The downtown commercial buildings are adorned with tiny plaques, commemorating the businesses that have occupied them over the years. Most of the little shops have bright ribbon-festooned flags that say OPEN beside their doors. But other signs compete for attention and overpower them. Lawn signs, like those used for political campaigns, offer prayers and support for an area family that suffered double tragedies last year. But I have to look this up to understand it; something about the design and phrasing of the signs seems almost confrontational, more aggressive than usual for such expressions of love, so I assume at first that the people of Bardstown are taking a side in some local dispute. One otherwise adorable storefront is dominated by a sign that reads: Police Lives Matter. And then everything seems vaguely threatening, like the innocuous ‘80s country lyrics that blare from a restaurant patio: They call us country bumpkins for sticking to our roots. I walk past before Barbara Mandrell sings the next line: I’m just glad we’re in a country where we’re all free to choose.
On John Fitch Avenue, the perfect houses don’t seem all that impressive anymore. Nearby, Fitch’s monument and the steamboat replica still stand. I take a few pictures of the wooden boat and read the short biography under Fitch’s bronze image. It ends with, “He reaped neither profit nor glory from his inventions, which contributed toward the revolution of navigation.”
As Fitch tells it, his idea began not with a boat, but with a sort of car. “…I walked to meeting on foot,” he writes in his autobiography, “but on my return found it to seize me pretty severely in one of my knees.
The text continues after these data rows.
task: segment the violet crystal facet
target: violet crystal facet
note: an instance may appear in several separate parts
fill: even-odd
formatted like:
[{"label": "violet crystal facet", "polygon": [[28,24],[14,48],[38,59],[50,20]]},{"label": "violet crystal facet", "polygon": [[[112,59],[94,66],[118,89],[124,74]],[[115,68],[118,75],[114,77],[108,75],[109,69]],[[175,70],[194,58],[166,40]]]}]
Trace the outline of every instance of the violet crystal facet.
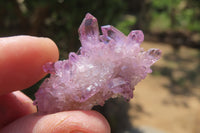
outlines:
[{"label": "violet crystal facet", "polygon": [[99,35],[97,19],[88,13],[79,28],[79,54],[71,52],[68,60],[44,65],[51,76],[35,94],[39,112],[90,110],[117,96],[129,100],[135,85],[152,72],[150,66],[161,51],[140,48],[142,31],[125,36],[110,25],[101,30],[103,35]]}]

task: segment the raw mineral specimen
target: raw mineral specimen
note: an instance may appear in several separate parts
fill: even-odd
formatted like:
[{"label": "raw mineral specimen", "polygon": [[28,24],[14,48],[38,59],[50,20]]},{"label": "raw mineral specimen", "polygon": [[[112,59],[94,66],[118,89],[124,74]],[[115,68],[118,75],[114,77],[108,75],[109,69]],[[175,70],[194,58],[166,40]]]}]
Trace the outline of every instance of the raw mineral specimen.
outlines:
[{"label": "raw mineral specimen", "polygon": [[35,94],[39,112],[90,110],[117,96],[129,100],[135,85],[152,72],[150,66],[161,51],[140,48],[142,31],[125,36],[110,25],[101,30],[103,35],[99,35],[97,19],[88,13],[79,28],[79,52],[71,52],[68,60],[44,65],[51,76]]}]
And in the Street Road a Gentleman passed me in a Chair with a Noble Horse. A thought struck me that it would be a noble thing if I could have a carriage without the expense of keeping a hors.” I have abandoned some of the dreams I had the last time I walked through the streets of Bardstown, and some of the optimism. But I am still naively driven by the power of ideas and the impulse to keep moving. I have learned over the years what Fitch knew: that it’s hard – nearly impossible – to succeed in America without good looks, connections, and money. But I do have a car, so at least I can drive out of Kentucky.
On the country roads leading out of Bardstown, I can drive away from my failed travel plan and from all the failures cluttering my mind, past and present, personal and national. On the highways, no matter how congested or crumbling, America is still what they promised us it would be, a place where despite knowing better I can agree with the sentence John Fitch wrote just after the one about the carriage without the horse: “A query then rose immediately in my mind Thus viz what cannot you do if you will get yourself about it.”